Aprovado na Câmara, projeto de lei que concede benefícios a partidos eleva risco de corrupção, alerta Transparência Internacional

ONG aponta que votação ocorreu em plenário esvaziado e sem debate público sobre o tema

Agência O Globo - 20/05/2026
Aprovado na Câmara, projeto de lei que concede benefícios a partidos eleva risco de corrupção, alerta Transparência Internacional
Plenário da Câmara dos Deputados - Foto: Vinicius Loures/Câmara dos Deputados

A Transparência Internacional criticou nesta quarta-feira (data não informada) a aprovação, pela Câmara dos Deputados, do projeto de lei que concede benefícios a partidos políticos, como condições mais favoráveis para negociação de dívidas, limites para multas e flexibilização no disparo de mensagens durante o período eleitoral. Segundo a ONG, o texto aprovado "fragiliza mecanismos de fiscalização" e "agrava riscos de corrupção".

A entidade ressalta que a votação do projeto ocorreu "por um plenário esvaziado e sem qualquer debate com a sociedade".

De acordo com a Transparência Internacional, o projeto determina a suspensão de processos judiciais e administrativos durante a análise de pedidos de fusão de partidos, o que dificulta a cobrança de sanções aplicadas às siglas originais após a unificação. "Cresce, assim, o risco de que as fusões partidárias se tornem uma saída para partidos que querem escapar de punições", alerta a organização.

Outro ponto sensível, segundo a ONG, é a autorização para que partidos políticos criem instituições de ensino superior, com permissão para cobrar mensalidades.
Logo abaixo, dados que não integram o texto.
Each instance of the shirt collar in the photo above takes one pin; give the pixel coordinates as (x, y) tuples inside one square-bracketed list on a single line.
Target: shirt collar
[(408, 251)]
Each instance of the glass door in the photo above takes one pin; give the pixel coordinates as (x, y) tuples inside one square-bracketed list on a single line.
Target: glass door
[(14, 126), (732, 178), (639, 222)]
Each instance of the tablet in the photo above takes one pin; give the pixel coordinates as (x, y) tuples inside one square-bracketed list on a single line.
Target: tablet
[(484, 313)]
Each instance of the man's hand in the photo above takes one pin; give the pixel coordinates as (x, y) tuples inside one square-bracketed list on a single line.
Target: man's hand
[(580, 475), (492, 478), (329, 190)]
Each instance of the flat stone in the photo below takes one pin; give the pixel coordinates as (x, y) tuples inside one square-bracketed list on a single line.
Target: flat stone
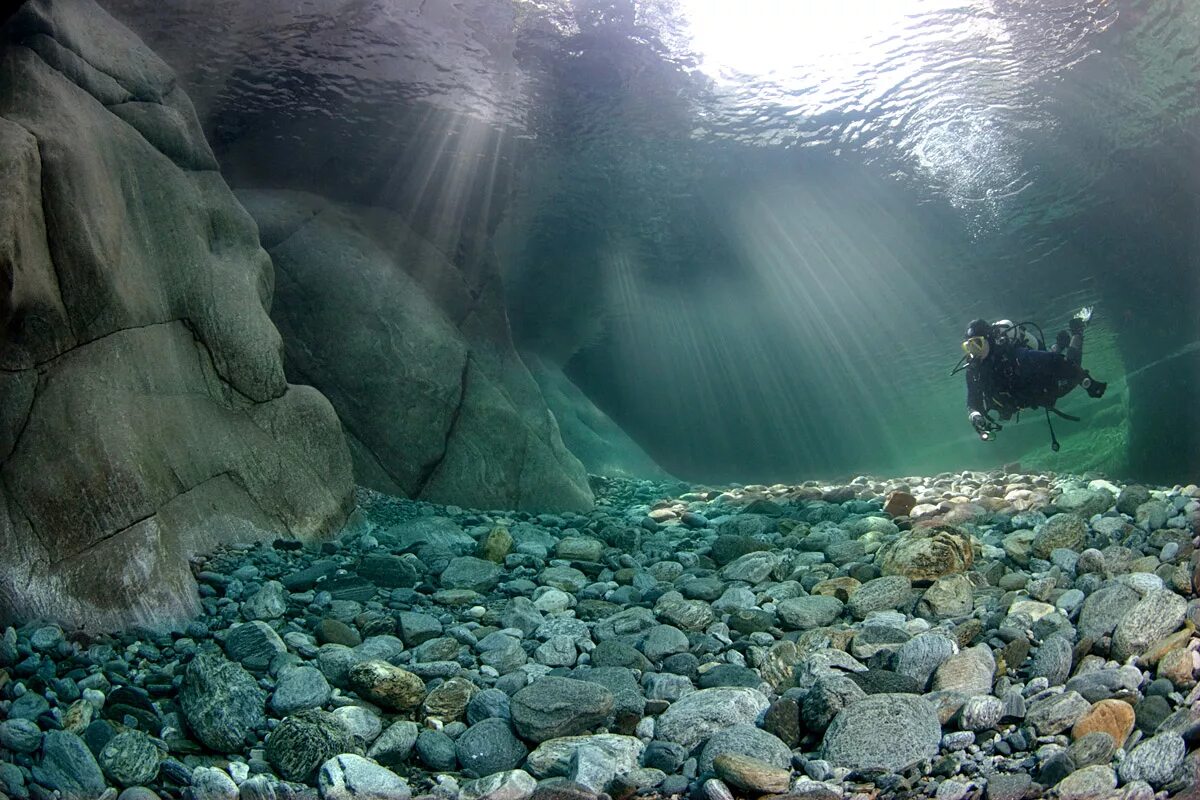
[(69, 767), (553, 757), (1155, 761), (1008, 786), (1096, 782), (695, 717), (805, 613), (299, 745), (394, 746), (889, 732), (353, 777), (881, 594), (515, 785), (1056, 713), (221, 703), (922, 655), (751, 775), (1151, 619), (970, 671), (551, 708), (490, 746), (1114, 717), (1062, 530), (387, 685), (131, 758), (253, 644), (747, 740)]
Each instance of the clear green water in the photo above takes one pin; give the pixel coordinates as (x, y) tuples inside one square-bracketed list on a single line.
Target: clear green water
[(754, 238)]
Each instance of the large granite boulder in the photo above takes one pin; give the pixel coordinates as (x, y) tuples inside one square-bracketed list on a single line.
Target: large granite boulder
[(417, 359), (588, 432), (144, 414)]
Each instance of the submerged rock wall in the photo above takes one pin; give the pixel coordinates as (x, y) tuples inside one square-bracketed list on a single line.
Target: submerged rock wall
[(587, 431), (144, 414), (417, 359)]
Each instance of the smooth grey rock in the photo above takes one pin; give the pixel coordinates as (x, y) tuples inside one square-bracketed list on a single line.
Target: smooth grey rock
[(486, 704), (970, 672), (211, 783), (1155, 761), (515, 785), (805, 613), (553, 757), (592, 768), (664, 641), (299, 745), (353, 777), (1066, 530), (981, 713), (490, 746), (269, 602), (1053, 660), (1086, 503), (131, 758), (1104, 608), (747, 740), (67, 765), (751, 567), (395, 745), (21, 735), (922, 655), (1056, 713), (1152, 618), (253, 644), (889, 732), (559, 707), (1008, 786), (436, 751), (221, 703), (457, 417), (360, 721), (299, 689), (143, 348), (881, 594), (695, 717), (471, 572)]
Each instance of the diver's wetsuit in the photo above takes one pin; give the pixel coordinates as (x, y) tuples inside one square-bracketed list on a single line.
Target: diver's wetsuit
[(1014, 376)]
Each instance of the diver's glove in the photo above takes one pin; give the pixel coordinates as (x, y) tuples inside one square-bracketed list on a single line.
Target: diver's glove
[(981, 425), (1080, 319)]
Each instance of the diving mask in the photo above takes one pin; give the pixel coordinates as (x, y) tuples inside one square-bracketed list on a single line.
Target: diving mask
[(977, 347)]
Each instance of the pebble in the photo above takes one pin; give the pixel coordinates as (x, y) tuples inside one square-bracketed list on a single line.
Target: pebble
[(499, 644)]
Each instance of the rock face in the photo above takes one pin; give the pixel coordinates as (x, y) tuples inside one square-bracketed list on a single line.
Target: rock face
[(418, 361), (144, 414), (588, 432)]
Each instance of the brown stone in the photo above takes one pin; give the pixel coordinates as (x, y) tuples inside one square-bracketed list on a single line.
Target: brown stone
[(387, 685), (1179, 667), (449, 701), (899, 504), (750, 774), (496, 545), (1165, 645), (1114, 717), (840, 588), (927, 554)]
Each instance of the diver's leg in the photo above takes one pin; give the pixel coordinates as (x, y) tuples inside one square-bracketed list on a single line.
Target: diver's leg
[(1061, 342), (1074, 349)]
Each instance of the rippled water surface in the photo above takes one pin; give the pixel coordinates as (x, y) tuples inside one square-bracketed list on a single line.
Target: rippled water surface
[(754, 230)]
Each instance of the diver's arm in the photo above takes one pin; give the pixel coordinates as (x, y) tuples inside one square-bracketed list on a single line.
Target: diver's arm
[(975, 392), (975, 400)]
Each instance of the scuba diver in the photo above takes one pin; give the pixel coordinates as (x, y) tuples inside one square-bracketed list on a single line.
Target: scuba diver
[(1009, 370)]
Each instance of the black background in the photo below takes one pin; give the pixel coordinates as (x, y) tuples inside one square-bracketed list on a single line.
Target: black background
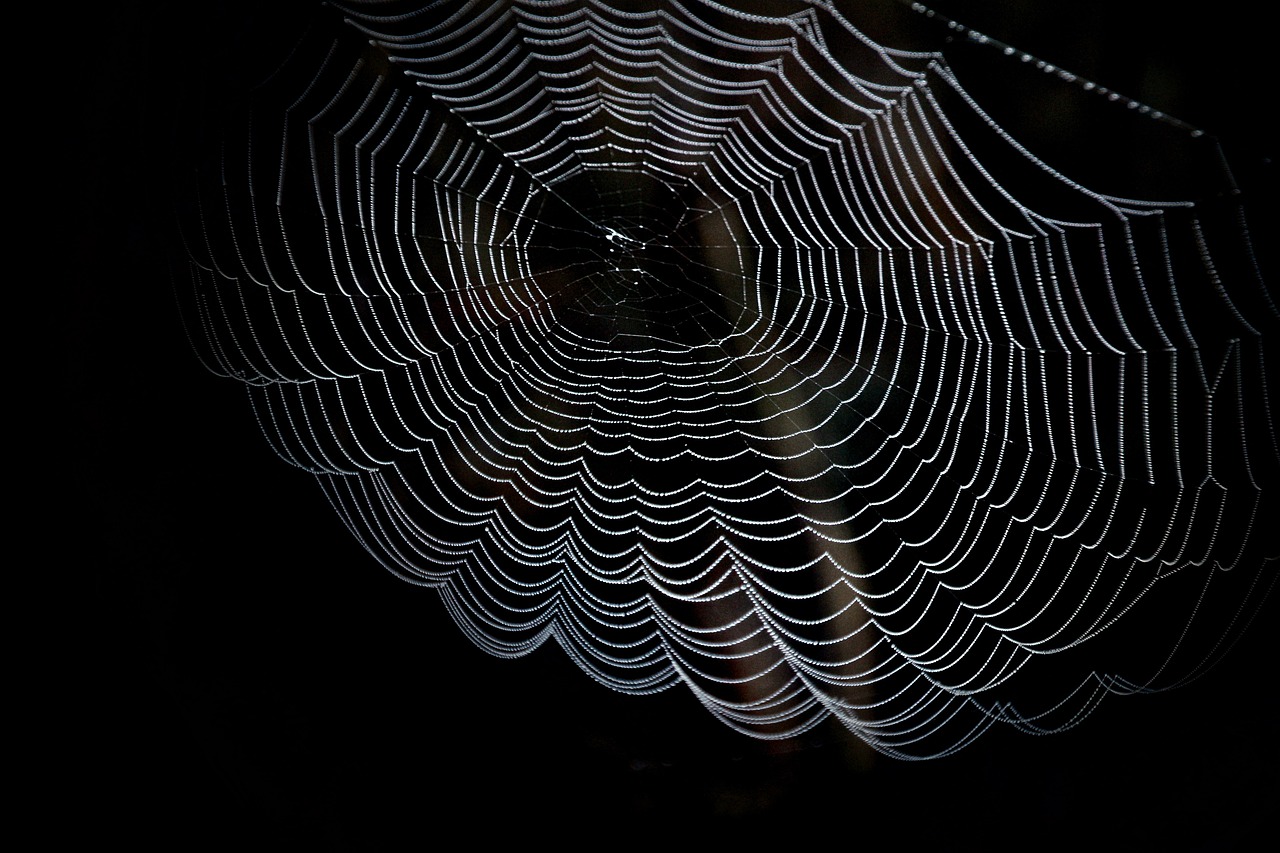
[(238, 670)]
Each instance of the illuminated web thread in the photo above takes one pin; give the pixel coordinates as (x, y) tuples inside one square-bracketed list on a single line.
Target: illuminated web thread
[(739, 351)]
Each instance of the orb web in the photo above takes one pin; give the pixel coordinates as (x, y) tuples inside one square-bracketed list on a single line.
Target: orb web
[(726, 347)]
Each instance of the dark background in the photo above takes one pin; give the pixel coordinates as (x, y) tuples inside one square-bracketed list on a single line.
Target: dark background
[(237, 670)]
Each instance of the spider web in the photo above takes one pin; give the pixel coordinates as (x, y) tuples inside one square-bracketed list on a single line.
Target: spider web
[(727, 347)]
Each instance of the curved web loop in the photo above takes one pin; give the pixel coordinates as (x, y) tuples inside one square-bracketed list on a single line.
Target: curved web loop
[(734, 350)]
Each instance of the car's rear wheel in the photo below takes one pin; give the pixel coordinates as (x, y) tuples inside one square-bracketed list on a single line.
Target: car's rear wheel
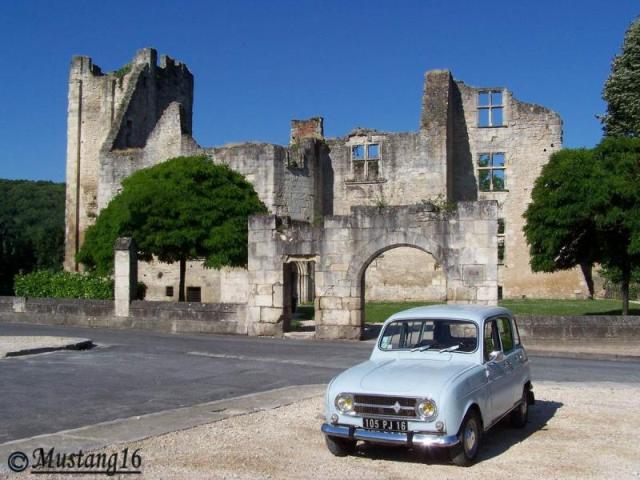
[(340, 447), (470, 435), (520, 415)]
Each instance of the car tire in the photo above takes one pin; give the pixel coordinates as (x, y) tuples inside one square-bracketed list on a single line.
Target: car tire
[(470, 435), (520, 416), (340, 447)]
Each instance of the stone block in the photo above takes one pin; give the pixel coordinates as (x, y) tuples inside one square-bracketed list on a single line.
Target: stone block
[(328, 303), (278, 296), (336, 317), (334, 332), (253, 314), (270, 314), (264, 289), (352, 303), (266, 329), (263, 300)]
O texto ainda dispensa a comprovação do desempenho efetivo de tarefas por dirigentes partidários, o que, para a Transparência Internacional, "abre caminho para a multiplicação de funcionários fantasmas remunerados com recursos públicos".

A organização também denuncia que o projeto abre espaço para a "anistia de partidos que fraudaram ou descumpriram as cotas de raça e gênero", ao permitir o parcelamento de dívidas e multas e autorizar o uso do fundo eleitoral para quitar esses valores. "Premia-se, assim, aqueles que optaram pela perpetuação da exclusão de mulheres e pessoas negras da política", conclui a ONG.